First of all it will be external beam radiation. I don’t know if Proton beam is used for this purpose or not; it would not be seeds because you have to have a prostate there to put them in. My understanding is that the radiation is given specifically to the bed of the where the prostate was and then a larger window including the distribution of the pelvic lymph nodes. Now several things:
- With the prostate out, there is no prostatic urethra to irritate so from a urinary standpoint radiation is much better tolerated.
- You still can have radiation changes to the bladder (radiation cystitis) which usually manifests early as an irritation to void and then later (years) as bleeding.
- Small increase in bladder and colo rectal cancers as a result of radiation.
- Worsening of your erectile function. If you were lucky enough to have erections after the prostatectomy, the radiation will be a negative influence. To what degree is unknown until you have it and your baseline function before the XRT.
- You can start radiation anytime you like but most radiation therapists feel the sooner the better, usually when it is for certain that the PSA is going up and it is felt secondary to residual disease.
- Mild GI symptoms which usually are short lasting like diarrhea.
- Usually the same amount of radiation as if you never had the prostate removed, i.e. 42 treatments excluding weekends.
- If the residual disease is local, the PSA will go down. If by chance the prostate cancer has spread to bone, even if the bone scan was negative, then radiation to the pelvis will not result in the PSA going down. This is an unfortunate situation, and means that hormonal therapy will have a role soon.
- There is no definitive evidence (to my knowledge) that doing radiation after a prostatectomy and the PSA going up, improves survival. It does make sense to me however to pursue it. A lot depends on the nature of the cancer, i.e. Gleason’s.

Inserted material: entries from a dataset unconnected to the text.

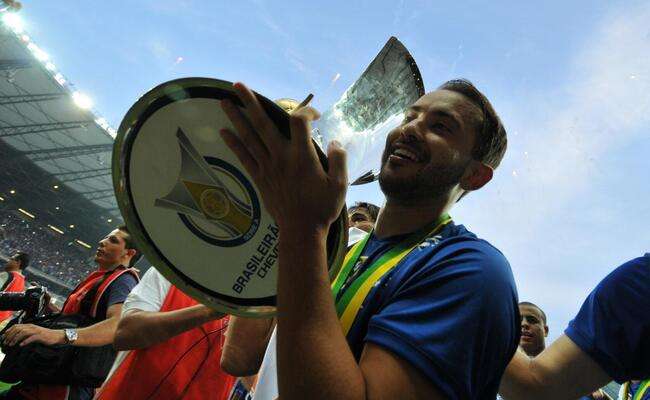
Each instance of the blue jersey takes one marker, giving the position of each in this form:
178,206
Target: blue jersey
449,308
613,325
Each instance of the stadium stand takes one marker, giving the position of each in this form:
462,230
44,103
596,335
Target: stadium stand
56,193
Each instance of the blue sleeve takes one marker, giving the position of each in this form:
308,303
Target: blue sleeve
613,324
456,320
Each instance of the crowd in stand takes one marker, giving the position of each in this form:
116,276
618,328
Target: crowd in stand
422,308
51,253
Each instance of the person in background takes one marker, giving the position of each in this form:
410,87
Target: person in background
251,343
12,278
635,390
112,281
170,347
609,339
363,216
422,307
534,330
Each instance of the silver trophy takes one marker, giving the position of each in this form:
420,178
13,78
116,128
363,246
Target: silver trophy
192,208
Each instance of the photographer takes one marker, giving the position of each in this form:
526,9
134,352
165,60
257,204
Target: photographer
109,285
12,279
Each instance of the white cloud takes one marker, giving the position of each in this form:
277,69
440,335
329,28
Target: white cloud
553,161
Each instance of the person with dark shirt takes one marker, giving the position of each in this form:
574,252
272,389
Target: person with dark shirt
534,330
12,278
115,254
608,339
422,308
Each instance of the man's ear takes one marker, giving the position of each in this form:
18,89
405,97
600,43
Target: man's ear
476,176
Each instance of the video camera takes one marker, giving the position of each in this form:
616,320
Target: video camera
32,302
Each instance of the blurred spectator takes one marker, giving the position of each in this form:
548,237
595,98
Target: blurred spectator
12,279
533,329
171,346
635,390
53,255
363,216
109,286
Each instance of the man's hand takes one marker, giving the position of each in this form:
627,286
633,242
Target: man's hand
24,334
295,188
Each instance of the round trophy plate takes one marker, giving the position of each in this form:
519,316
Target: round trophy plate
190,205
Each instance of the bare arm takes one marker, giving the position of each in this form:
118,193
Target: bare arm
313,354
562,371
141,329
246,341
99,334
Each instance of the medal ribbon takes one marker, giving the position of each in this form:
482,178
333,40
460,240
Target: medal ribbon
347,307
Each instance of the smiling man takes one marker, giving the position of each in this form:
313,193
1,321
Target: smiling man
423,308
110,284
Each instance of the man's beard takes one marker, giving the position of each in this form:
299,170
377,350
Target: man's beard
430,182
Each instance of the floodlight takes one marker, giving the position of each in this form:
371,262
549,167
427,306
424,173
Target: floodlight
84,244
30,215
82,101
13,21
60,79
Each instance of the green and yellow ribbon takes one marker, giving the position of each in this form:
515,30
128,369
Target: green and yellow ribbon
347,307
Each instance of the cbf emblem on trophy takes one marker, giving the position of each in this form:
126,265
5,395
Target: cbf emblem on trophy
192,209
212,198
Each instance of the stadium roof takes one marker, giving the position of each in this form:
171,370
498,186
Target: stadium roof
48,121
55,149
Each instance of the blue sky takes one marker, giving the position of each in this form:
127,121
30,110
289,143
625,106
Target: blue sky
570,80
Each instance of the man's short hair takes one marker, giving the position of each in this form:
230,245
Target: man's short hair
491,140
528,303
372,209
130,244
23,258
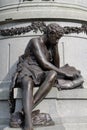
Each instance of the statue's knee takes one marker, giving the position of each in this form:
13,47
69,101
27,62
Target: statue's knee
27,82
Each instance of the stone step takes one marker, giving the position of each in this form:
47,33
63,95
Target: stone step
76,94
67,126
4,112
54,93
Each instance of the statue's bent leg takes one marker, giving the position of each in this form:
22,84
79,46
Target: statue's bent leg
45,87
27,84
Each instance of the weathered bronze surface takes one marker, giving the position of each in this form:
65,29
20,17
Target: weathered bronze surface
39,66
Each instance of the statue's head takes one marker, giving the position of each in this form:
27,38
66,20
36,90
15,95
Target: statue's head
54,32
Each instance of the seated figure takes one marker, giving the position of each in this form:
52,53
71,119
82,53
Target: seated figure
39,66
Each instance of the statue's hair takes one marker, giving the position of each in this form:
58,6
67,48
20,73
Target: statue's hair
55,28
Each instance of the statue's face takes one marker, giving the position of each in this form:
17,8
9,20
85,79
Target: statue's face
53,38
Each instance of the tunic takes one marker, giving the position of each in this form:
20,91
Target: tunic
29,66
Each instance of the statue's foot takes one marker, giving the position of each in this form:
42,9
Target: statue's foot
26,128
16,120
42,119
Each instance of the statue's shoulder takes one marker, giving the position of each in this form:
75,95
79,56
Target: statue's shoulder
35,41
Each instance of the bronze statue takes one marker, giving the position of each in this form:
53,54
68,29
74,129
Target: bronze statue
39,66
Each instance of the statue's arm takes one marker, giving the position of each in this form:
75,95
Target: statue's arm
56,57
41,58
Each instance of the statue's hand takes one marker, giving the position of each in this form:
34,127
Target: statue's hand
72,75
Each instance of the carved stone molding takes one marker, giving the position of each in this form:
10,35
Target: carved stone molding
41,26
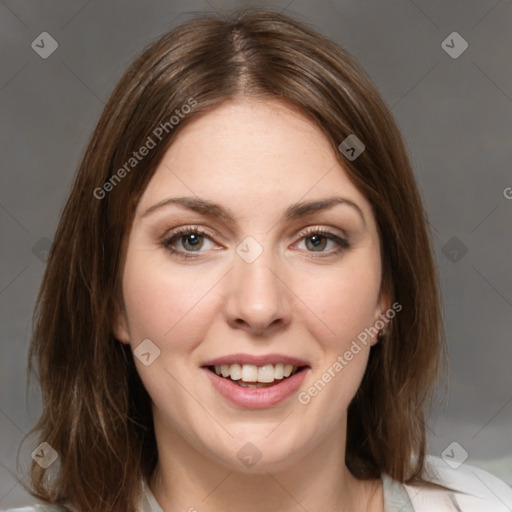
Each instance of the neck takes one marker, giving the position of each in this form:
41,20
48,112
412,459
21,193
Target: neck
187,479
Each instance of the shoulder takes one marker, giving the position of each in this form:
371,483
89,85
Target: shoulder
470,489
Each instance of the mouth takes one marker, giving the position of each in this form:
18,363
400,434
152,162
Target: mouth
253,376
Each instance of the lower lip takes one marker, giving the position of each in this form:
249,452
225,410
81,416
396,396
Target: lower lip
256,398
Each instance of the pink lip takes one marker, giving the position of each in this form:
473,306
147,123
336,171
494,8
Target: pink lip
256,360
254,398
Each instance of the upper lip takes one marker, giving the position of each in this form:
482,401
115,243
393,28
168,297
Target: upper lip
260,360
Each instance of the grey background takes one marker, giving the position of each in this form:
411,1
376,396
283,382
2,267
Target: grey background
455,115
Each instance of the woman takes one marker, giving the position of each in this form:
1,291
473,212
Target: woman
240,309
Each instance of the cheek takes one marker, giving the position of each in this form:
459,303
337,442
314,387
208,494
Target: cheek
165,306
344,300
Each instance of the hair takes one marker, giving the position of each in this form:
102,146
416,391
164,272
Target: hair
96,412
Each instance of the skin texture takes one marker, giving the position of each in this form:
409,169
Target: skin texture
255,158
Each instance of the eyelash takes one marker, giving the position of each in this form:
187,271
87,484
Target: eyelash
195,230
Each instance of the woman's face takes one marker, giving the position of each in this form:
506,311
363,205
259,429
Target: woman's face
255,290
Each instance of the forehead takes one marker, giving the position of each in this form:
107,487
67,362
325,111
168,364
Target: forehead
253,154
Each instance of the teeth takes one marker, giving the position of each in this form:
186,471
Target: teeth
253,373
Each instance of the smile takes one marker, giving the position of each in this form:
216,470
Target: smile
252,376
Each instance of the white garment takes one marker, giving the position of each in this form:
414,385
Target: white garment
472,490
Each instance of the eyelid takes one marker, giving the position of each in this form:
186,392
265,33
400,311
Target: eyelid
340,240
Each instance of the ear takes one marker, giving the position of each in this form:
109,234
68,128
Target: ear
120,325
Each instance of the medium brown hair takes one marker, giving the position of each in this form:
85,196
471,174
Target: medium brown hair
96,412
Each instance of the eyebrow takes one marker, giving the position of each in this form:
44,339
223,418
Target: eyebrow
293,212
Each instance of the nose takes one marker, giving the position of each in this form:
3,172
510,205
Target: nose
258,300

- Salvage Radiotherapy after Prostatectomy
- Radiation after prostatectomy normogram and study
- The lower the PSA and the more favorable the disease the better radiation will work.
- I have had patients that had absolutely no symptoms after radiation after the prostate removed
- I have had patients that have had such inflammation that they significant bowel problems….
So, is it reasonable to do radiation if after the prostate is removed and the PSA goes up? Yes.
What will it be like if I have radiation? You won’t know until you do it. If you are lucky….you will hardly know you had it. If you are not lucky…well…you may have some of the consequences of radiation going through your skin, through the bowels, through the bladder. hitting the nerves that affect erections and all those structures will feel it. The deal is this…sometimes you don’t have a choice.
The way I thought about it..” If my cancer comes back one day and progresses….did I do all that I could do to eradicate it?” In my mind that was the priority way of thinking about things.
I had my prostate removed. If my PSA begins to rise, I may for a while try mild anti-hormones like Avodart. However, if that fails…I will do radiation. Like I say in my book about Admiral Farragut, ” Damn the torpedoes. Full speed ahead!”